If you want to make money online : Register now

# [Solved]: NFA-style representation of regexps which includes AND

, ,
Problem Detail:

I'm looking for a regexp matching strategy that supports conjunction and which is based on an NFA-style machine. I know how to handle conjunctions using a DFA, or using Brzozowski's approach, but for various reasons, I can't use Brzozowski's technique and bump into state explosion when using a DFA.

I know about the cross-product construction to compute the intersection of two NFAs, but there as well: while the state explosion is not as severe as when going through a DFA, it is sometimes still too severe for my needs, so I'd like an NFA-like representation that lets me build the cross-product "on the fly", kind of like "Thompson's NFA" matching constructs the DFA states on the fly.

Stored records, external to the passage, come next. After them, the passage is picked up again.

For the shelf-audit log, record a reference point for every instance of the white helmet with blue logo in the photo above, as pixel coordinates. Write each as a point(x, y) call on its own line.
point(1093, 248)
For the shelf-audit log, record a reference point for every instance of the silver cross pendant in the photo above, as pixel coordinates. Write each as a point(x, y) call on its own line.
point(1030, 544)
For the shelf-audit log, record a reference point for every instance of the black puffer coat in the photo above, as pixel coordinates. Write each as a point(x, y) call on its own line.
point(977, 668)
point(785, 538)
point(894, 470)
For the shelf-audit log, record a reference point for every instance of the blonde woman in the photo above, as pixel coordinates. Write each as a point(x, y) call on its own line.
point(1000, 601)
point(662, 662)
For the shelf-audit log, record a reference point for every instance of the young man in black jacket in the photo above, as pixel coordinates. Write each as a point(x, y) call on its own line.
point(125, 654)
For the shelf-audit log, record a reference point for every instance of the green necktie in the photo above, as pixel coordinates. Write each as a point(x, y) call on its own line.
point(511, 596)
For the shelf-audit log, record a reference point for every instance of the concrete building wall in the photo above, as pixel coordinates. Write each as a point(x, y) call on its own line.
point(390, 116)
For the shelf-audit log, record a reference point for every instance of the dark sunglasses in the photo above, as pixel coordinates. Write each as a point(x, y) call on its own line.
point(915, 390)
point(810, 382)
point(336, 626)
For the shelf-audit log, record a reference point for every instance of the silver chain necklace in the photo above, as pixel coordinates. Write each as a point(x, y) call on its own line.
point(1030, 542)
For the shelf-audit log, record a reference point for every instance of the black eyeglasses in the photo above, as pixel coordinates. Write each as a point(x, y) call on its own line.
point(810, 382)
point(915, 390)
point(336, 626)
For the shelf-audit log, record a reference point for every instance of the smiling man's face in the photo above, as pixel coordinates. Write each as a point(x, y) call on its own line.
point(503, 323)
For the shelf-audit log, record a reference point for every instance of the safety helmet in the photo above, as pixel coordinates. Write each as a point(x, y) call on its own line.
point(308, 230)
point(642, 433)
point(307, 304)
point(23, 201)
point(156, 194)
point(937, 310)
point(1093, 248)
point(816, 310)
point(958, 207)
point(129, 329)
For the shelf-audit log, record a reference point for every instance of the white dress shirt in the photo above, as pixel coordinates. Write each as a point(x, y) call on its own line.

It is a bit difficult to answer you because you state that you are using NFA to do the matching. NFA being non deterministic, that leave the interpretation technique open, depth first, breadth first, or variants. So I am trying to give you an answer that should fit any interpretation of the NFA. This technique should be applicable to other constructions than intersection.

You have 2 NFAs, $A_i=(Q_i,\Sigma,\delta_i,\hat q_i, F_i)$ for $i=1,2$. The intersection is a NFA $A=(Q,\Sigma,\delta,\hat q, F)$ defined as usual for the intersection, notably with $Q=Q_1\times Q_2$.

The idea of the technique is to implement the transition function $\delta$ not as a table, but as a function $\delta: (Q_1\times Q_2)\times\Sigma\to 2^{(Q_1\times Q_2)}$, that calls in turn the function $\delta_1$ and $\delta_2$.

function delta((q1,q2),a) { return (delta1(q1,a), delta2(q2,a))} 

This is to be read as a non deterministic program, in the sense described in this answer to How does one formulate a backtracking algorithm? That means that, in actual interpretation, the functions are actually returning sets of results, one by one if backtracking, or together if breadth-first.

The rest is up to the way you translate non-determinism into determinism, either by a compiler, or by hand. It can be done depth-first or breadth first. It can even use memo function to compute incrementally and remember the part of the transitions of the automaton $A$ that is needed for the string at hand, and possibly keep it for future strings to be matched.

Of course, if your automata are DFAs, this is much simpler to read as usual deterministic functions (possibly implemented by tables for delta1 and delta2. Then memoisation of delta will construct incrementally the table for the cross product.

The can be seen as an incremental construction, or as a generalisation of call by need. Rather than building the automaton up-front, you build the parts you need when you need them (and you can even forget some, if you run out of space). This can also be used for the powerset construction, and in many other circumstances.